Sind die Kräfteeinleitungen tatsächlich ganz vorne und hinten, wäre eine Lösung ein Drehschemelanhänger. Da du so etwas aber nicht möchtest, muss ganz einfach die Steifigkeit der Konstruktion besser werden.
Der Drehschemel hätte übrigens noch einen weiteren Vorteil: Sind die Massen der Ladung so weit nach vorne und hinten von den Achsen entfernt, kann eine Energieeinleitung durch die Fahrbahn zu einem horizontalen Schwingen leichter mit einer großen Energiemenge (Schlingern) führen, aufgrund der hohen Rotationsträgheit.
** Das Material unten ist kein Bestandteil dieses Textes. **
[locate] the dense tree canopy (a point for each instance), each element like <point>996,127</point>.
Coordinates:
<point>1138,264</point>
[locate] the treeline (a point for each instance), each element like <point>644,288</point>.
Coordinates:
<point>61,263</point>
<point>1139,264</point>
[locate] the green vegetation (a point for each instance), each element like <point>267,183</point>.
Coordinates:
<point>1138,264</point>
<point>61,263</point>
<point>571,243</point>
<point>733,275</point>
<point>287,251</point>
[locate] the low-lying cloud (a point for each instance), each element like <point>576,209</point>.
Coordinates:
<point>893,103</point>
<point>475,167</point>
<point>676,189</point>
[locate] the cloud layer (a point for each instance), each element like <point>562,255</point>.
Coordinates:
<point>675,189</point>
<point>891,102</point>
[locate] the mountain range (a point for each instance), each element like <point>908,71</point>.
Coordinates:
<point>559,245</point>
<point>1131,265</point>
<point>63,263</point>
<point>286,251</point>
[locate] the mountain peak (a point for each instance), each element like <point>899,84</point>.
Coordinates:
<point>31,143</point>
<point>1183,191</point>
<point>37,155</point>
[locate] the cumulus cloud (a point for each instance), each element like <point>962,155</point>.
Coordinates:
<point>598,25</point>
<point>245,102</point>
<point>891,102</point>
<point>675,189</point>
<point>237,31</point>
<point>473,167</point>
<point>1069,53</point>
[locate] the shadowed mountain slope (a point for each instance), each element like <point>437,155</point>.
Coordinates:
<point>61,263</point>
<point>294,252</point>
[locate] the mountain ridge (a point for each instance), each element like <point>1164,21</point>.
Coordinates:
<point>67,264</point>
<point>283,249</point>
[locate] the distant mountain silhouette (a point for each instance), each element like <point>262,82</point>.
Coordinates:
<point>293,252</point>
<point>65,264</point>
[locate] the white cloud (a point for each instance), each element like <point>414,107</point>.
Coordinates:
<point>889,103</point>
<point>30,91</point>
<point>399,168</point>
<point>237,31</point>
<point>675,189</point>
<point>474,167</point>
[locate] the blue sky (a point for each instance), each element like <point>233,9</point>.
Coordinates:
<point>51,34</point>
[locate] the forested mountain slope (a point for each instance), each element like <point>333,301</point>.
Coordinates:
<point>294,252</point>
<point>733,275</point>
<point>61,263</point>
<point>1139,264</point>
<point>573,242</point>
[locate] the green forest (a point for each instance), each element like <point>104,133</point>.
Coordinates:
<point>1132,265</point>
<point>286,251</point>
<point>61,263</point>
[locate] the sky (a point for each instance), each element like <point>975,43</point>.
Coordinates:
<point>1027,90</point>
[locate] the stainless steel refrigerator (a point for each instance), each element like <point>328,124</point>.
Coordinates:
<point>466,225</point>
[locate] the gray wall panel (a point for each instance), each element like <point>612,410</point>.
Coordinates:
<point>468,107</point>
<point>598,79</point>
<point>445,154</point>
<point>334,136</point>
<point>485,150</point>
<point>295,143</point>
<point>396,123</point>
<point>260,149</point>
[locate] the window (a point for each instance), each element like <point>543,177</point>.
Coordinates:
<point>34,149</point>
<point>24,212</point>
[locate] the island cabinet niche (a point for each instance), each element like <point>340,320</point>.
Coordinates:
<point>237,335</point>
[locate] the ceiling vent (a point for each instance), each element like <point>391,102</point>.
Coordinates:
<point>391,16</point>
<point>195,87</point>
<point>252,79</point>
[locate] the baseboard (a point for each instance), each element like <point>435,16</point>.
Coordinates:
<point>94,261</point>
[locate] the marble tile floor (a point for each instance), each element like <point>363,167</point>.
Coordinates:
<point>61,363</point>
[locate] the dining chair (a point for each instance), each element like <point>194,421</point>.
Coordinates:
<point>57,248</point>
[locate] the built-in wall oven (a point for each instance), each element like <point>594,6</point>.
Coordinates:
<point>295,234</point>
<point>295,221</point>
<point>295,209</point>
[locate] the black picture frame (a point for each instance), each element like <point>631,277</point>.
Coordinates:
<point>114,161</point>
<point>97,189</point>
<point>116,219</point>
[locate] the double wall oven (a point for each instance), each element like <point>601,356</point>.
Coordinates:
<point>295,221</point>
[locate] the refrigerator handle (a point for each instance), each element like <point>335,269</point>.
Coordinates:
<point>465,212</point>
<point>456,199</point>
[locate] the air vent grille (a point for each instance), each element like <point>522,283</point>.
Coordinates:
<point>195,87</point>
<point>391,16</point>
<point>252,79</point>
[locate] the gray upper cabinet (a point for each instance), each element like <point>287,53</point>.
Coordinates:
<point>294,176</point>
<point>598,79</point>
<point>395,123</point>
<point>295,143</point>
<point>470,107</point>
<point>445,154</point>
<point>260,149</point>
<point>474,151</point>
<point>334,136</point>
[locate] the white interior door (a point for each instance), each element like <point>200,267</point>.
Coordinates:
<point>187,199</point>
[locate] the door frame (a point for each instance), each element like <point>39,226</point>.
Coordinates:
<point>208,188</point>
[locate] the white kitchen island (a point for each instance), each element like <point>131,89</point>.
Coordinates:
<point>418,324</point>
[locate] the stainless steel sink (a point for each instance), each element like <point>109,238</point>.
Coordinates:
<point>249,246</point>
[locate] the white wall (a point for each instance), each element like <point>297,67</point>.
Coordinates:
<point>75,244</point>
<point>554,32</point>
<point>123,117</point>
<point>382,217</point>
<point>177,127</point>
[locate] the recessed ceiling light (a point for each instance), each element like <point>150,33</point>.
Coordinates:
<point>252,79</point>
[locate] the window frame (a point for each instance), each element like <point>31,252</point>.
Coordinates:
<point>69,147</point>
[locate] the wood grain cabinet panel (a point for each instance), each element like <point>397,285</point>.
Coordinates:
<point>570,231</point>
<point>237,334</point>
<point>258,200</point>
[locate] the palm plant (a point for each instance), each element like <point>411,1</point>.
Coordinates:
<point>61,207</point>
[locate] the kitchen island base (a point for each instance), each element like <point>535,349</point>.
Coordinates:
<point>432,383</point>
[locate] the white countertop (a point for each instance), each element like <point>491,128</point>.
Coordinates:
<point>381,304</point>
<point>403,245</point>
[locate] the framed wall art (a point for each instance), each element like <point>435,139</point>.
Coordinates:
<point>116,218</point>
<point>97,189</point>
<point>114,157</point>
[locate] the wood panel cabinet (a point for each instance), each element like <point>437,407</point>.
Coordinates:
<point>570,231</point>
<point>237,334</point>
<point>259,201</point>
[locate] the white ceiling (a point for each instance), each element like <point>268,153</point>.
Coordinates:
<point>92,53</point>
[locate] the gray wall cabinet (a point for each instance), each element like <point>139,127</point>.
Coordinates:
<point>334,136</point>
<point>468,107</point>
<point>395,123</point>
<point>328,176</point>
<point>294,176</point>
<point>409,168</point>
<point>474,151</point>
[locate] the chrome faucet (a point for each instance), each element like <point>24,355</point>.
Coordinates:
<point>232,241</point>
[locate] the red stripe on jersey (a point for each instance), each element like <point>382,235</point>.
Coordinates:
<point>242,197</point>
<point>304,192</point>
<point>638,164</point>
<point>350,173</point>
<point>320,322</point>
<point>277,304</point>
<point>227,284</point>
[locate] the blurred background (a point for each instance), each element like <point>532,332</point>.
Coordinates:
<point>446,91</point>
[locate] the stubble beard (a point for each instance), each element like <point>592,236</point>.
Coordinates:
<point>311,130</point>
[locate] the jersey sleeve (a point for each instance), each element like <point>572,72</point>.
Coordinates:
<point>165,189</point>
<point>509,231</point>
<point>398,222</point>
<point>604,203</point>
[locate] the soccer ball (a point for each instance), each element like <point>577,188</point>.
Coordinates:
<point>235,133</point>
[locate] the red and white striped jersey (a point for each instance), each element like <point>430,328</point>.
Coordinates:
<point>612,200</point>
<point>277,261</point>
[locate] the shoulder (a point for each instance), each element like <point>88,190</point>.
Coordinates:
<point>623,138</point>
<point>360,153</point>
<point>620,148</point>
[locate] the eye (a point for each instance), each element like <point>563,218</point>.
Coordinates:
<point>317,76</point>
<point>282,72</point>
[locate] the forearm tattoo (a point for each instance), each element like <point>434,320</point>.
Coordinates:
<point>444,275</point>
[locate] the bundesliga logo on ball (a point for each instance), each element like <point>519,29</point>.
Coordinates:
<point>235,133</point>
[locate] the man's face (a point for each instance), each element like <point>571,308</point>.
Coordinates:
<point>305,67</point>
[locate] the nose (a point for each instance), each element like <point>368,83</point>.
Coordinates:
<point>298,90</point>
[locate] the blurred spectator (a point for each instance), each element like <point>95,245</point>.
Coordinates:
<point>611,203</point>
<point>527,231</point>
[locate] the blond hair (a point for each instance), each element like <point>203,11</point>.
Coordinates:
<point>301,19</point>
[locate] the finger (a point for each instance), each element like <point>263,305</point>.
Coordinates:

Hat man einen Achsabstand von acht oder mehr Metern, wird sich der Anhänger sicher nicht aufschaukeln.
Wenn der benötigte Anhänger keine durchgängige seitliche Zugänglichkeit zur Ladung haben muss, ist eine Lösung zur Verbesserung der Steifigkeit außerdem sehr einfach.
Von welcher Art Ladung ist denn überhaupt die Rede? Und von welchen Massen sprechen wir?